Embora as negociações não sejam a primeira ocasião em que representantes dos rebeldes conversam com os russos, pessoas informadas sobre os detalhes dizem que são a primeira vez que um número tão grande de grupos oposicionistas está envolvido.

No entanto, as conversações vêm sendo prejudicadas pela tensão entre Ancara e Moscou. A Rússia confirmou na quarta-feira (30) que Putin conversou com o presidente turco, Recep Tayyip Erdogan, após o líder turco afirmar que defende a derrubada de Assad. Um representante do governo turco, que pediu que seu nome não fosse mencionado, disse que as negociações sobre um cessar-fogo em Aleppo saíram dos trilhos depois que o comentário de Erdogan levou a delegação russa a suspender as conversações, à espera de uma conversa entre Putin e Erdogan.

Ainda que as negociações não tenham avançado muito, elas sublinham a mudança na dinâmica política do Oriente Médio. Os agentes regionais parecem mais dispostos a desconsiderar os Estados Unidos e buscar acordos diretos com a Rússia, que está ansiosa por promover sua imagem como uma potência capaz de intermediar esse tipo de acordo.

Editoria de Arte/Folhapress
RETOMADA DE ALEPPOExército sírio avança sobre áreas rebeldes na cidade

As forças do regime sírio na semana passada capturaram mais de um terço dos distritos que os rebeldes controlavam em Aleppo. Na quarta, os grupos rebeldes concordaram em formar uma aliança militar para ajudá-los a organizar melhor suas defesas.

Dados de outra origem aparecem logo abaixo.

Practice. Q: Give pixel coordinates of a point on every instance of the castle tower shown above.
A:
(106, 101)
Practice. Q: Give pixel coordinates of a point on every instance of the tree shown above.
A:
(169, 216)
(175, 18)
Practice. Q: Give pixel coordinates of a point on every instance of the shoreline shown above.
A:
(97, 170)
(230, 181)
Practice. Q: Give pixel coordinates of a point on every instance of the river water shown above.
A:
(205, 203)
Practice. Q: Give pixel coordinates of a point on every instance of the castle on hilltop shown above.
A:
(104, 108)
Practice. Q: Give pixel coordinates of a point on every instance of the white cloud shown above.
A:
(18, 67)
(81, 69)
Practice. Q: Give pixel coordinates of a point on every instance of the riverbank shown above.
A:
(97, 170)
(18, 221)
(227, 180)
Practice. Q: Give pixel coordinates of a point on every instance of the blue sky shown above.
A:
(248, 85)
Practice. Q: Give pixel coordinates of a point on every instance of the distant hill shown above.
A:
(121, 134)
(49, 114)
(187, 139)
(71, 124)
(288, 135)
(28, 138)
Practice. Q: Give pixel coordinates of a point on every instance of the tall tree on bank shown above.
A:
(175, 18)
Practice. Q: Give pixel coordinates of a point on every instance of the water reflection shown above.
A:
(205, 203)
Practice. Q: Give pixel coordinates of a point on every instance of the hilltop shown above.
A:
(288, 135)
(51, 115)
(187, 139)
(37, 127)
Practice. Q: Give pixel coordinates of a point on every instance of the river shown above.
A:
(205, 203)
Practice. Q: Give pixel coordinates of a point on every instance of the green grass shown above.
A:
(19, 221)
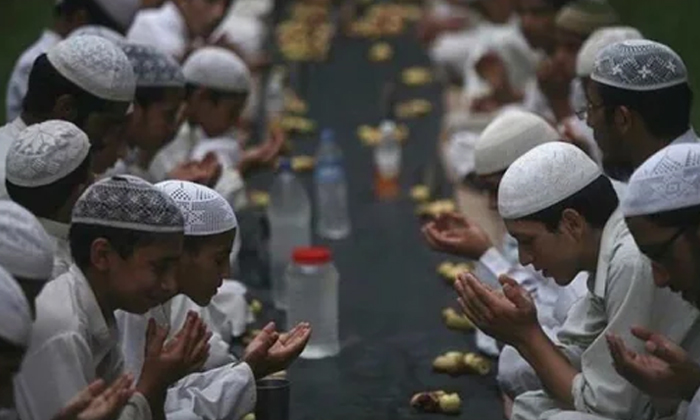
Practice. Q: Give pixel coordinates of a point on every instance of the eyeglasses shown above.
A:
(582, 113)
(657, 252)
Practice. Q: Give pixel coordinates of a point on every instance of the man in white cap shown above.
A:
(178, 25)
(507, 138)
(48, 168)
(500, 67)
(662, 210)
(574, 127)
(639, 101)
(218, 85)
(69, 15)
(159, 106)
(553, 96)
(126, 237)
(26, 250)
(225, 388)
(564, 213)
(86, 80)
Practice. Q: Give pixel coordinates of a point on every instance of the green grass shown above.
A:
(669, 21)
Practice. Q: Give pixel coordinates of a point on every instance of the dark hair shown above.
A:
(46, 85)
(96, 15)
(214, 95)
(686, 217)
(596, 203)
(666, 112)
(193, 244)
(46, 200)
(124, 241)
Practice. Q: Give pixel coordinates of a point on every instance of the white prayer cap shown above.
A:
(599, 40)
(26, 250)
(669, 180)
(152, 67)
(128, 202)
(217, 68)
(96, 65)
(206, 212)
(101, 31)
(122, 12)
(44, 153)
(639, 65)
(16, 325)
(542, 177)
(507, 138)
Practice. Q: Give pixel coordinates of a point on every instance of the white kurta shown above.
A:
(19, 80)
(62, 258)
(8, 133)
(621, 294)
(519, 58)
(72, 344)
(515, 375)
(225, 389)
(163, 28)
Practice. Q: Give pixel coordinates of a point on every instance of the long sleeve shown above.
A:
(226, 392)
(629, 301)
(51, 375)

Nenhuma das pessoas que falou sobre as negociações esclareceu se os rebeldes haviam se reunido face a face com os russos ou se as negociações são indiretas, mediadas por representantes da Turquia.

Falando depois de conversar com seu colega de cargo turco, na quarta, o chanceler russo, Sergei Lavrov, disse que Moscou trabalharia com todas as partes envolvidas no conflito sírio. Questionado sobre conversações com os rebeldes, ele disse que "jamais evitamos contatos com quaisquer grupos políticos ou comandantes militares oposicionistas", acrescentando que a Turquia costumava informar os russos sobre os rebeldes.

Para Washington, quaisquer negociações desse tipo têm ramificações que vão além da Síria. Emile Hokayem, pesquisador do Instituto Internacional de Estudos Estratégicos, atribui a marginalização dos Estados Unidos no conflito sírio a Obama, que segundo ele se mostrou relutante em envolver Washington em rivalidades regionais, o que levou os líderes do Oriente Médio a recorrer a Moscou.

O general líbio Khalifa Haftar, que controla uma parte do território de seu país devastado pela guerra, recentemente foi a Moscou em busca de apoio militar. A Turquia, tendo resolvido sua disputa com Moscou sobre o jato militar russo abatido pelas defesas do país, aparentemente chegou a um acordo com a Rússia que permite que Ancara mantenha forças militares em certas áreas do norte da Síria.

O Egito e diversos países do Golfo Pérsico também vêm dialogando mais com a Rússia, acrescentou Hokayem. Charles Lister, do Instituto para o Oriente Médio, em Washington, disse que a primeira reunião entre a Rússia, a Turquia e os rebeldes aconteceu segunda-feira (28) em Ancara, e que novo encontro estava marcado para esta sexta (2).

"A Rússia está tentando cobrir suas apostas", ele disse. "Se Aleppo cair, o regime sírio necessitaria de tantas tropas para controlar a cidade que ficaria exposto em outras regiões —ou dependeria mais de apoio iraniano, algo que Moscou prefere evitar".

Enquanto isso, os Estados Unidos estão buscando negociar um cessar-fogo na Síria com a ajuda da Rússia, no chamado processo de Genebra.

Um líder oposicionista crê que a busca de um acordo com os rebeldes por parte de Moscou, em um momento em que Assad parece estar vencendo, equivalia basicamente a dizer "que se ferrem os americanos".